The petitioner Joseph Zambrana submits an ex parte order to be allowed the sum of $367.50 ‘ ‘ for the payment of expenses incurred and to be incurred on behalf of said infant Joseph Milton Zambrana and for attorney’s fees * * ■* to be expended from the moneys now on deposit with the treasurer of the City of New York ”. It is a resubmission of a similar order recently denied by me, and as to that, it is now *554urged that on three occasions identical petitions were favorably entertained by other named justices. A fee of $20 is sought for the petitioner’s attorney.
It is shown that in March, 1948, judgment was entered in a negligence action in behalf of the infant for $45,000 and thereafter his share of $29,000 was deposited with the city treasurer. The indicated present balance to his credit is $29,933.11.
The petitioner is the father of the infant, a student who will be 20 years old next month. The father is a barber, he says his income is $60 to $70 weekly, and has no other income or property. He pays $78.20 monthly for rent and the family includes his wife and three other minor children. The allowance which is requested is for the support and maintenance of the infant to cover a proportion of the rent, gas, electricity and telephone; 16 meals a week (the infant has five luncheons in school which are provided for) and his share of the laundry bill. These items aggregate $17.50 per week and are said to amount to $367.50 for the next five months. In the first petition 13 withdrawals wese set forth; in this petition 14 such are listed between September, 1948 and December, 1955.

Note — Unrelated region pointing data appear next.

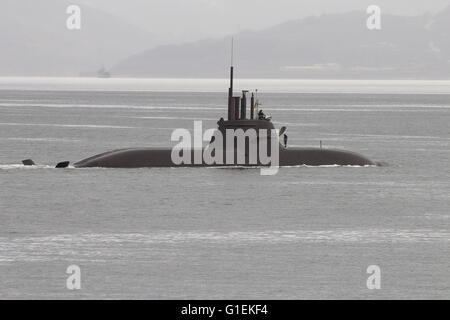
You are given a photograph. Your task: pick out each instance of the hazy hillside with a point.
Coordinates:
(337, 45)
(34, 39)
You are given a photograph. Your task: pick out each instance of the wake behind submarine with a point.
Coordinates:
(237, 121)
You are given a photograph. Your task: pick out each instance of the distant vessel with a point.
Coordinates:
(103, 73)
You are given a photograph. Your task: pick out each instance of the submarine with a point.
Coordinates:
(237, 121)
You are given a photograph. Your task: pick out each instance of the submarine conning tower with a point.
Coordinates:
(238, 118)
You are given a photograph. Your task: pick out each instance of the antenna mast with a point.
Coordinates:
(230, 90)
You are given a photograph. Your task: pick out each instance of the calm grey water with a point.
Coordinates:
(224, 233)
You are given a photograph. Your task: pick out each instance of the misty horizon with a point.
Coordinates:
(157, 39)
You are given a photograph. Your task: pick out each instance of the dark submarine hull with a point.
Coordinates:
(161, 157)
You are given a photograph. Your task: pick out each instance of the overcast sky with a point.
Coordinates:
(186, 20)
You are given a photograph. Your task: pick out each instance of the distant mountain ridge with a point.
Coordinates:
(34, 39)
(328, 46)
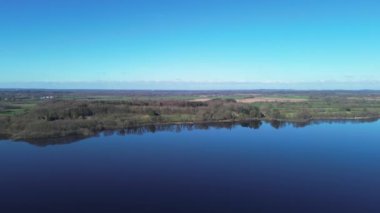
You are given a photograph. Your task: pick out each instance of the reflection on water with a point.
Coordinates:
(254, 124)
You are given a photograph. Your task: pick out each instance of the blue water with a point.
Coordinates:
(318, 168)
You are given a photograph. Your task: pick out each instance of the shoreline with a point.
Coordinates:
(210, 123)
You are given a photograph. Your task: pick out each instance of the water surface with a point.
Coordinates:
(320, 168)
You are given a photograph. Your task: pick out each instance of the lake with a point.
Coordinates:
(251, 167)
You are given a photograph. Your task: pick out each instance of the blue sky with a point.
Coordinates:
(323, 44)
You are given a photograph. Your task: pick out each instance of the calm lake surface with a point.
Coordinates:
(319, 168)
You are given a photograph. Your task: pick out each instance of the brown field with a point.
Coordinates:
(258, 100)
(201, 100)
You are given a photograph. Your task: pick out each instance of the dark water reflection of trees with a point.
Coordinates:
(255, 124)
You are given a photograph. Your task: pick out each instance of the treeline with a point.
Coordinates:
(67, 118)
(61, 118)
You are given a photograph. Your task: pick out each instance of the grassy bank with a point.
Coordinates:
(55, 114)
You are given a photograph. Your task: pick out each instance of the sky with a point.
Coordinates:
(190, 44)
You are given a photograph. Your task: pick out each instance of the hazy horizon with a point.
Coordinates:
(209, 44)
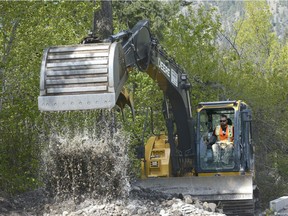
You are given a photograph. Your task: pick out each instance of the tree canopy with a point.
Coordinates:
(249, 63)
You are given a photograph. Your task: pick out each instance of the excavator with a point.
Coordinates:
(92, 75)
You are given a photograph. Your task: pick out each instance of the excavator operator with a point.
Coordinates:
(222, 138)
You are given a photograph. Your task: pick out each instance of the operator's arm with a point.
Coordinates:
(212, 139)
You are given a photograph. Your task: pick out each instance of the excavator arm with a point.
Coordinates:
(92, 76)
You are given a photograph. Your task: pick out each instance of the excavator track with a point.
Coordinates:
(237, 207)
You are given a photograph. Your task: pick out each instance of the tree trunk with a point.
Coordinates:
(103, 21)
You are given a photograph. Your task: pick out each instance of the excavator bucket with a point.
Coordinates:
(81, 77)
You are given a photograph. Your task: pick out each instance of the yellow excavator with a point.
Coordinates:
(92, 76)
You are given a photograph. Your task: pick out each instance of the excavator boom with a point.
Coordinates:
(92, 76)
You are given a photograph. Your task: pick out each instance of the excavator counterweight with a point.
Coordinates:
(92, 76)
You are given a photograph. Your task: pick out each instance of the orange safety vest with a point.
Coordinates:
(228, 135)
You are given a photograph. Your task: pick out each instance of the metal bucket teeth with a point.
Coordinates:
(81, 77)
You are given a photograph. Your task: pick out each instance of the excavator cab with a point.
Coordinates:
(239, 160)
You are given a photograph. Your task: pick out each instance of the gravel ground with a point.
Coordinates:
(89, 174)
(139, 202)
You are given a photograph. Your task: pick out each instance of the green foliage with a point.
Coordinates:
(191, 39)
(254, 71)
(127, 13)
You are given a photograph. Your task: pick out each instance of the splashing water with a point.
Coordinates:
(87, 164)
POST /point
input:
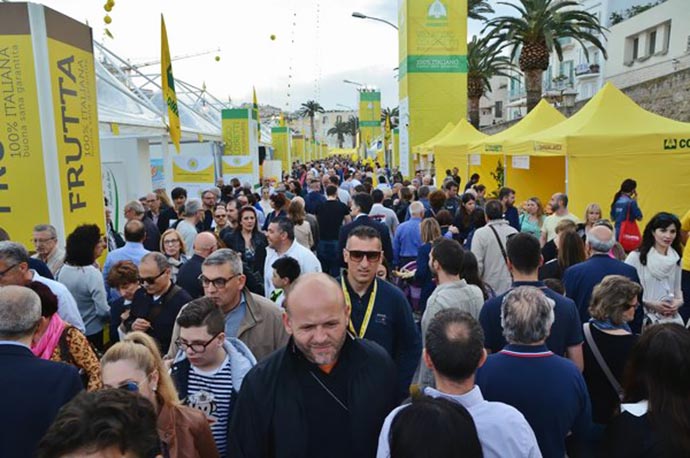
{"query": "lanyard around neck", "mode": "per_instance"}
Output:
(367, 314)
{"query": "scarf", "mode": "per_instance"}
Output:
(661, 267)
(608, 325)
(45, 347)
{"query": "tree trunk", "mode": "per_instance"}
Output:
(473, 105)
(533, 80)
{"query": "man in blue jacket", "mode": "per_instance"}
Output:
(380, 311)
(32, 390)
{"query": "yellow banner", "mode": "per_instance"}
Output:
(73, 81)
(168, 85)
(190, 169)
(23, 202)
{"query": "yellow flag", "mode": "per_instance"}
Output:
(255, 107)
(168, 84)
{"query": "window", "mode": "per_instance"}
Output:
(652, 42)
(498, 110)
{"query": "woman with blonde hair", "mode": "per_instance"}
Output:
(175, 250)
(298, 216)
(430, 231)
(134, 364)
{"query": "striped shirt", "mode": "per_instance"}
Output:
(211, 392)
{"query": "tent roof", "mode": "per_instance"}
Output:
(462, 134)
(610, 124)
(542, 117)
(424, 147)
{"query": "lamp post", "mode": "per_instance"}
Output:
(364, 16)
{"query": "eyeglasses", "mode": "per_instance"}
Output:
(218, 283)
(195, 346)
(357, 255)
(40, 241)
(4, 272)
(151, 280)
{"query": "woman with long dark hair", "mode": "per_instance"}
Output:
(248, 241)
(624, 205)
(84, 245)
(655, 414)
(657, 262)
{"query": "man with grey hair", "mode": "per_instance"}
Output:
(47, 247)
(192, 215)
(253, 319)
(14, 270)
(32, 390)
(547, 389)
(134, 210)
(155, 309)
(579, 280)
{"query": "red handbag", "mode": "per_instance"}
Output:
(629, 234)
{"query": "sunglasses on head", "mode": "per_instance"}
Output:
(357, 255)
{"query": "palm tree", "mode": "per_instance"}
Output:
(476, 9)
(340, 129)
(352, 124)
(310, 109)
(484, 61)
(391, 113)
(536, 32)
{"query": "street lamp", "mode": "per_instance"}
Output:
(364, 16)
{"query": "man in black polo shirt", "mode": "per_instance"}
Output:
(331, 216)
(325, 394)
(524, 259)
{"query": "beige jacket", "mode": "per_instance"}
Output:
(261, 328)
(492, 265)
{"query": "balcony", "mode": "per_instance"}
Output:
(585, 71)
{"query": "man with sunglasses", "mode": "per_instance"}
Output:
(154, 309)
(380, 311)
(253, 319)
(209, 368)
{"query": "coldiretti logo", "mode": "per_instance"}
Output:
(676, 143)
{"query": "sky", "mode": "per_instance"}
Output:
(317, 45)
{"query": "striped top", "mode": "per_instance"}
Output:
(211, 392)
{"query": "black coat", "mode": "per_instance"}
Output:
(364, 220)
(269, 417)
(32, 391)
(188, 276)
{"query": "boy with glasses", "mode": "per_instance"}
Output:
(209, 368)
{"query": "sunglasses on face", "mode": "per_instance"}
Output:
(357, 255)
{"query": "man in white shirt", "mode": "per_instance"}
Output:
(281, 242)
(454, 350)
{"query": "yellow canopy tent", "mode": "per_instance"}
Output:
(427, 146)
(610, 139)
(451, 150)
(550, 170)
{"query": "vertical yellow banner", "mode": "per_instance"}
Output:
(73, 81)
(281, 147)
(22, 171)
(433, 68)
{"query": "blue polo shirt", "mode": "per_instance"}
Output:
(565, 332)
(547, 389)
(391, 325)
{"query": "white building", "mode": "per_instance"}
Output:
(649, 45)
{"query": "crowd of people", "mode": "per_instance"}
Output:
(344, 311)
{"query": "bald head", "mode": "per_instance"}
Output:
(317, 287)
(205, 243)
(20, 310)
(600, 239)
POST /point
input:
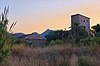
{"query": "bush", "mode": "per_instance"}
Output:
(56, 42)
(90, 41)
(84, 61)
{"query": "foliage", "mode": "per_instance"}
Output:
(84, 61)
(4, 35)
(77, 33)
(90, 41)
(56, 42)
(19, 41)
(56, 35)
(96, 29)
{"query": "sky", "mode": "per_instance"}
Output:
(39, 15)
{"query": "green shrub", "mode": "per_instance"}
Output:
(84, 61)
(56, 42)
(90, 41)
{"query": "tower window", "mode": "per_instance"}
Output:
(84, 20)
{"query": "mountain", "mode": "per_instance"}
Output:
(16, 35)
(46, 33)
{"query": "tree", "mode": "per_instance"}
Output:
(96, 28)
(77, 33)
(4, 35)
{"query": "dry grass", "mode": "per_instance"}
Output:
(52, 56)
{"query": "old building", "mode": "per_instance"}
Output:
(82, 20)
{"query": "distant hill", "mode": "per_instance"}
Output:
(46, 32)
(16, 35)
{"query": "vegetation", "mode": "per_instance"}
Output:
(4, 36)
(96, 30)
(54, 56)
(65, 48)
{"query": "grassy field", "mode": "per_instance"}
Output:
(54, 56)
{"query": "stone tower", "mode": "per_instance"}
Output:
(82, 20)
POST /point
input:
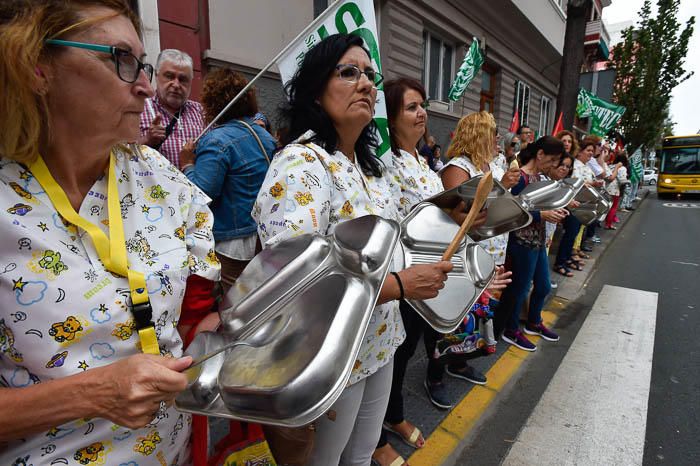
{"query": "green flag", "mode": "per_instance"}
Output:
(636, 167)
(471, 65)
(604, 115)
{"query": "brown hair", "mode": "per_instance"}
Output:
(220, 87)
(394, 91)
(474, 138)
(574, 142)
(24, 26)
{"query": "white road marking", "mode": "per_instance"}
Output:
(681, 205)
(594, 411)
(686, 263)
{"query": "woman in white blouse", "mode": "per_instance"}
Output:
(329, 174)
(471, 154)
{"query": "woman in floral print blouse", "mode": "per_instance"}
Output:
(75, 384)
(329, 174)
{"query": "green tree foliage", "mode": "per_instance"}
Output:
(650, 63)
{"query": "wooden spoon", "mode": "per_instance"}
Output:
(482, 193)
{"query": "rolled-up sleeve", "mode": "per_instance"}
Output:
(294, 198)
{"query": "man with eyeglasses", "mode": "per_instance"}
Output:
(170, 119)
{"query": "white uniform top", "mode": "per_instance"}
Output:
(497, 245)
(63, 313)
(302, 194)
(415, 179)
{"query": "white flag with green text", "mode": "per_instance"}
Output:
(471, 65)
(353, 17)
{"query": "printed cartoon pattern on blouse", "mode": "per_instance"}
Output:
(414, 178)
(63, 313)
(496, 246)
(309, 190)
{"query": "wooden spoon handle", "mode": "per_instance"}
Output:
(482, 192)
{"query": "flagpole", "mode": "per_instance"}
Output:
(242, 92)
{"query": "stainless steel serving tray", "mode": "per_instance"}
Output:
(326, 287)
(550, 194)
(506, 212)
(593, 205)
(425, 234)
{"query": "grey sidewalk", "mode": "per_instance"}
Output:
(418, 408)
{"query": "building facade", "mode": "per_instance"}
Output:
(522, 41)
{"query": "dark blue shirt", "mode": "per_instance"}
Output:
(230, 168)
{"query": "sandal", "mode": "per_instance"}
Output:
(411, 440)
(582, 255)
(562, 270)
(574, 265)
(578, 258)
(397, 461)
(574, 260)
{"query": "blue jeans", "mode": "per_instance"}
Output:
(529, 266)
(568, 238)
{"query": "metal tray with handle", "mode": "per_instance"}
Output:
(505, 212)
(425, 234)
(323, 289)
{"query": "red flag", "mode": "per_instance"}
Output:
(559, 126)
(515, 124)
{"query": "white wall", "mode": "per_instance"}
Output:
(547, 18)
(251, 32)
(148, 11)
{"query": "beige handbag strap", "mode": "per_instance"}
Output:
(255, 135)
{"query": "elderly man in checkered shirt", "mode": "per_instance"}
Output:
(169, 119)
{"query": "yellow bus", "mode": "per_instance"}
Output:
(679, 169)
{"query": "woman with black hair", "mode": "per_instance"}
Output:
(527, 253)
(326, 175)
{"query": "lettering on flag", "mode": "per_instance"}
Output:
(604, 115)
(345, 17)
(470, 66)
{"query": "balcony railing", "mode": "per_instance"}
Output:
(597, 28)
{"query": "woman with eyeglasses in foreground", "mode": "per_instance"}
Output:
(331, 138)
(106, 236)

The following is the chronological record of withdrawals from the files of the court:
10-15-48
$731.85
1-17-50
261.68
6-19-51
210.00
1- 14-52
298.56
4- 7-52
315.00
9-11-52
743.90
6- 26-53
500.00
4r- 8-54
491.60
7- 30-54
425.00
12-28-54
500.00
2- 18-55
315.00
6-17-55
402.50
8- 25-55
494.50
10-24-55
439.50
12-16-55
490.00
$6,619.09
The grant of an order of this kind (Rules Civ. Prac.j rule 293) of moneys in legal custody (Civ. Prac. Act, § 980-a) requires exercise of the discretionary power of the court. It must mean something more than just giving over the infant’s property, that which constitutes legal replacement for his loss, to the one who in *555law is responsible for his support. It is undoubtedly true that the subject is viewed in different lights by different judges. But the infant upon reaching maturity has a right to his money. It lias been said, substantially, that a batch of court orders authorizing past withdrawals to defray expenditures for purposes which are the lawful obligations of the parent are an inadequate substitute (Dobriner v. Green, N. Y. L. J., July 27, 1954, p. 2, col. 6; Williams v. Mann, N. Y. L. J., July 27, 1954, p. 2, col. 6; Dean v. Public Service Interstate Transp. Co., N. Y. L. J., July 27, 1954, p. 2, col. 6; Leon v. Walker, 1 Mise 2d 219; Gans v. Epstein, 149 N. Y. S. 2d 80; De Marco v. Seaman, 157 Misc. 390 ; Gaffney v. Constantine, 87 N. Y. S. 2d 131; Matter of Groom, 203 Misc. 574; Morris, Facts Justifying Withdrawal of Infants’ Funds Resulting From Injuries to Infant [Letter to the Editor ], N. Y. L. J., May 25,1954, p. 4, col. 3).
The showing does not warrant the imposition on the infant’s estate of his father’s obligation of support, and the renewed application is denied.